Il ne s’établit jamais plus de six à sept familles dans le même endroit, et elles le quittent dès qu’elles ont mangé les fruits et les racines qui s’y trouvent, et tué le gibier d’alentour. Beaucoup de ces Indiens ont été baptisés. Pour un peu d’eau-de-vie et de tabac ils sont tout disposés à se soumettre à cette cérémonie, et ils regrettent seulement qu’elle ne puisse pas se répéter plus souvent, d’autant plus qu’elle se fait d’une manière très-rapide. Le prêtre croit que c’est assez pour gagner une âme au ciel, et il ne s’occupe plus de l’instruction ni des mœurs des néophytes. Dès lors, ils portent bien le nom de chrétiens ou de sauvages apprivoisés, mais ils n’en vivent pas moins en païens et selon leurs anciennes mœurs.
C’est ainsi qu’ils contractent des mariages pour un temps indéterminé, qu’ils choisissent des caciques ou des chefs parmi les hommes les plus grands et les plus forts, et qu’ils observent avant comme après le baptême leurs anciennes coutumes pour les mariages et les décès, etc.
Leur langue est excessivement pauvre. Ils ne savent, dit-on, compter que jusqu’à deux, et ils se trouvent réduits à répéter toujours les chiffres un et deux quand ils veulent exprimer un plus grand nombre. Le même mot jour leur sert à désigner aujourd’hui, demain et hier. Aussi, pour en déterminer chaque fois le sens exact, ils le complètent par des signes. Ainsi ils désignent aujourd’hui en se tâtant la tête ou bien en levant la main en l’air; demain en étendant le doigt devant eux, et hier en montrant derrière eux.

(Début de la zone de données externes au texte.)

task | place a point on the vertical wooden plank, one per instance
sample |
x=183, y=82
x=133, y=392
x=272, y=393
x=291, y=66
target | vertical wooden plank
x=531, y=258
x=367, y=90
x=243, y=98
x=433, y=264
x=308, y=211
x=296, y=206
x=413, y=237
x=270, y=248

Les pouris ont l’odorat excessivement développé et possèdent, dit-on, un talent tout particulier pour découvrir les nègres échappés. Ils sentent la trace du fugitif aux feuilles des arbres, et, si le nègre ne rencontre pas de fleuve où il puisse marcher ou nager pendant quelque temps, il est très-rare qu’il échappe à la poursuite de l’Indien envoyé à sa recherche. On emploie aussi ces sauvages à des travaux pénibles: pour abattre du bois, pour cultiver le maïs et le manioc, etc.; car ils sont laborieux et on ne les paye qu’avec un peu de tabac, d’eau-de-vie, ou quelque étoffe de couleur. Mais il ne faut pas songer à se saisir d’eux de force. Ce sont des hommes libres, qui ne viennent chercher du travail que quand ils sont à moitié morts de faim.
Je visitai toutes les huttes de ces sauvages, et, comme mes compagnons me proclamaient partout une femme d’une grande instruction, je fus encore consultée par tous les malades.
Dans une des cabanes, je trouvai une vieille femme qui gémissait courbée dans un hamac. Quand je m’approchai d’elle, on la découvrit, et je vis que son sein était complètement rongé par un cancer. La pauvre femme ne semblait avoir aucune idée d’un pansement ni d’aucun remède pour adoucir ses souffrances. Je lui conseillai de nettoyer souvent la plaie avec une décoction de mauve[29], et d’y appliquer en outre des feuilles de mauve. Je désire que ce remède si simple ait servi au moins à rendre ses douleurs moins aiguës.